5.15 Unsigned Leases. For each lease identified in Section 3.6(c)
of the Disclosure Schedule as being unsigned on the date hereof, any definitive
lease agreement entered into by the Company or any Subsidiary prior to the
Closing shall be on substantially the same terms as those in effect on the date
hereof or on terms approved by Parent, which approval shall not be unreasonably
withheld.
5.16 Modification of Escrow Agreement. As soon as practicable, but
in no event later than twenty (20) Business Days prior to Closing, the Company
and Parent will agree as to the maximum exposure of the Company and its
Subsidiaries for Tax liabilities attributable to the nondeductibility under
Section 280G and/or 162 of the Code with respect to payments of Deferred
Compensation and other payments to or for the benefit of Unit Holders pursuant
to this Agreement. In the event the Company and Parent cannot agree, Parent and
the Company shall jointly retain a Firm to determine such amount, such
determination to be not less five (5) Business Days prior to the Closing, and
such amount (or the amount agreed by the Company and Parent) shall be the
"Exposure Amount". In the event the Exposure Amount is more than $250,000, the
Company and Parent shall amend the form of Escrow Agreement to be executed and
delivered at Closing to provide that the amount of Escrow Funds to be released
by the Escrow Agent on the first Business Day following the first anniversary of
Closing shall be reduced by the Exposure Amount.

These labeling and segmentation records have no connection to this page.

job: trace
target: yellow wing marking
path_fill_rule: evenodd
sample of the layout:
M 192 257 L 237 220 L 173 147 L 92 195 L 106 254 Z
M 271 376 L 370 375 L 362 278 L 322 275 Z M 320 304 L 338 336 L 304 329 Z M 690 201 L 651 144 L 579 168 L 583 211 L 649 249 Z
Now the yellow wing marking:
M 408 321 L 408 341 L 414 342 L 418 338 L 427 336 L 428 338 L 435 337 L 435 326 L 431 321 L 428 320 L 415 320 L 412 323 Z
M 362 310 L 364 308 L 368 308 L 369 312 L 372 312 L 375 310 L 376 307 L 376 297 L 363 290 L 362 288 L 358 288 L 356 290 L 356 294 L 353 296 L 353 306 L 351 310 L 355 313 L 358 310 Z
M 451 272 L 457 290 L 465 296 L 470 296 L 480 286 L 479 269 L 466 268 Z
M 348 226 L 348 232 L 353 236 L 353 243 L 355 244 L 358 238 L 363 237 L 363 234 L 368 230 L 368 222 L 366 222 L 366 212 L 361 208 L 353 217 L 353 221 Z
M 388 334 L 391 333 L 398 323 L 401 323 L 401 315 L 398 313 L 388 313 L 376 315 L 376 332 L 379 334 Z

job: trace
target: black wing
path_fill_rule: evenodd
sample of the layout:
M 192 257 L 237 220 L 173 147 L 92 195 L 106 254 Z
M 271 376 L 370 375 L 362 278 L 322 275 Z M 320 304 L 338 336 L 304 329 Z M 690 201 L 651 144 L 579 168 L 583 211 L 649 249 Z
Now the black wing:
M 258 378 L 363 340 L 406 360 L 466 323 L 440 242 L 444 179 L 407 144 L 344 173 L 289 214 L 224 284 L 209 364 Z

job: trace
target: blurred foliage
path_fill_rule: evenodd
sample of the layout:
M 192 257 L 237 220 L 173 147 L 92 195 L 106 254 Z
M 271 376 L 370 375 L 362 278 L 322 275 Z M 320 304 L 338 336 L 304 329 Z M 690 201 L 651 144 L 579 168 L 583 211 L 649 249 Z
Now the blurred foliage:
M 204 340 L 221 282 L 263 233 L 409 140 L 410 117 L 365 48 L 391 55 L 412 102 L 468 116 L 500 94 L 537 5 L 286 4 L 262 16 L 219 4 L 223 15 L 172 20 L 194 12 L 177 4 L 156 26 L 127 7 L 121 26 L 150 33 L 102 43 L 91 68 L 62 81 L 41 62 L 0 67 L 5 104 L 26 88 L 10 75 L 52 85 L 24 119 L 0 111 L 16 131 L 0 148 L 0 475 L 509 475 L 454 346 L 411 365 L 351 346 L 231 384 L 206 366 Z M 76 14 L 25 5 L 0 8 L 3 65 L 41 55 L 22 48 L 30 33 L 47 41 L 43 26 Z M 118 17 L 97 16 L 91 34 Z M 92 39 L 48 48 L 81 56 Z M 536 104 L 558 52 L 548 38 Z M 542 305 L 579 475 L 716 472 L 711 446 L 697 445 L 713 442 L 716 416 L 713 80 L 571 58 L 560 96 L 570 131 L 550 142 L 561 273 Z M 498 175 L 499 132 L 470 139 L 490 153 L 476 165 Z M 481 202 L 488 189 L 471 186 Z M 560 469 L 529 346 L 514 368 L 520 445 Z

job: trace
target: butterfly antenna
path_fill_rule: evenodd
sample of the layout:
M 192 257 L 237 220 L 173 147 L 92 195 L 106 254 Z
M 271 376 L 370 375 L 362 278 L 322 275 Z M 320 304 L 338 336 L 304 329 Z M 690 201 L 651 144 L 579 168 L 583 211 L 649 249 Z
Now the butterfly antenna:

VI. CONDITIONS TO OBLIGATIONS OF PARENT AND ACQUISITION SUB.
The obligations of Parent and Acquisition Sub to consummate the
transactions contemplated by this Agreement shall be subject to the fulfillment,
in all material respects, of each of the following conditions by the Company on
or before the Closing Date, unless waived by Parent and Acquisition Sub:
6.1 No Litigation. No litigation brought by a Governmental
Authority shall be pending, and no litigation shall be threatened by any
Governmental Authority, which seeks to enjoin or prohibit the consummation of
the Merger, and no temporary restraining order, preliminary or permanent
injunction or other order issued by any court of competent jurisdiction or other
legal restraint or prohibition preventing the consummation of the Merger shall
be in effect.
6.2 Truth of Representations and Warranties.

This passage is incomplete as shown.